Comparing the contents with last year’s edition, we find extensive re-editing, new features and much revision of current values.
Among the new material is an upgrading of the many marks found in gold-filled watch cases. The full page of solid gold marks remains the same as last year’s.
In pages devoted to “Market Report 1994,” the authors state that pocket watch activity continued strong and that highly-jeweled railroad watchers showed an increase in value. American keywinders also appreciated, due to diminishing availability. Foreign watches and older verge watches also rose in price.
Patek Philippe, Assmann, Lange and other high-grade, complicated watches brought 30% to 50% above previous estimates. Wrist watches showed some rise over previous years.
The Swatch was soft in 1994; “collectors’ habits have changed.” The authors predict that 1995 prices should do well and advise the buyer to be bolder in bidding for better quality and scarce items, as these are finding ready buyers.
General information has been expanded, including a useful listing of word pronounciations; i.e., “Lelocle, lokel” and “repousse, reh-poo-say.”
Another page compares European terminology with U.S.A. derivitives.
This new edition, costing about two cents a page, is chock-full of carefully compiled and edited current information. – Henry B. Fried, JCK horological editor; JCK Book Judge.
WEALTH OF INFO
Understanding Jewellery, by David Bennett and Daniela Mascetti. 1994 update from 1989 original. 385 pages. 836 color illustrations. $79.50. (JCK Data Center JJ-056)
A title as vast as Understanding Jewellery commands exceptionally high standards in scholarship, illustration and production. The challenge of coaxing a clear narrative from the political, economic and cultural history of the last two centuries is a task that would daunt all but the hardiest authors. It is a tribute to Bennett and Mascetti that they have accomplished their task so well.
The authors describe hundreds of pieces of jewelry by examining the relationship of fashion to times of social, political and economic transition. They draw associations between trends in the fine arts and the jewels being worn in the salons and fancy balls of the day. In this regard, any reader will be enriched as well as entertained by the wealth of information.
The authors bring many years of training and hands-on investigation to their enterprise. Both have worked at Sotheby’s auction house for more than a decade, and in that context have been brought into daily contact with some of what we might call “the jewels of the rich and famous.” Sotheby’s photo department deserves praise for its ability to capture the sumptuous colors of gems, enamels and metals.
A value range is presented in pounds sterling that any interested reader can easily interpret.
It is no coincidence that Understanding Jewellery is published by the Antique Collectors’ Club. This organization, which this year will celebrate its 30th anniversary, is devoted to enlarging the pleasure of antique collecting. Having recognized a need for improved documentation, historical research and pricing standards, the Club is engaged in an ambitious publishing program.

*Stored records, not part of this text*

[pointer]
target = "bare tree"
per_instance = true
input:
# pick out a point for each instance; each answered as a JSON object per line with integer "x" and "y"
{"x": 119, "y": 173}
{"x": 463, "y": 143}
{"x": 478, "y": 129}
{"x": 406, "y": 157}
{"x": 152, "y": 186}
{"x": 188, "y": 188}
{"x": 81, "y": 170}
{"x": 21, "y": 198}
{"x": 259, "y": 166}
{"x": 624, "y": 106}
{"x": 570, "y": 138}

This volume, like others I’ve seen, sets that series on an elevated path. The production qualities are first rate: from design to reproduction to binding, these expensive books justify every dollar for the collector, the jewelry appraiser or the jewelry estate dealer. Understanding Jewellery is a collectable in its own right. – Tim McCreight, Maine College of Arts, Portland; JCK Book Judge.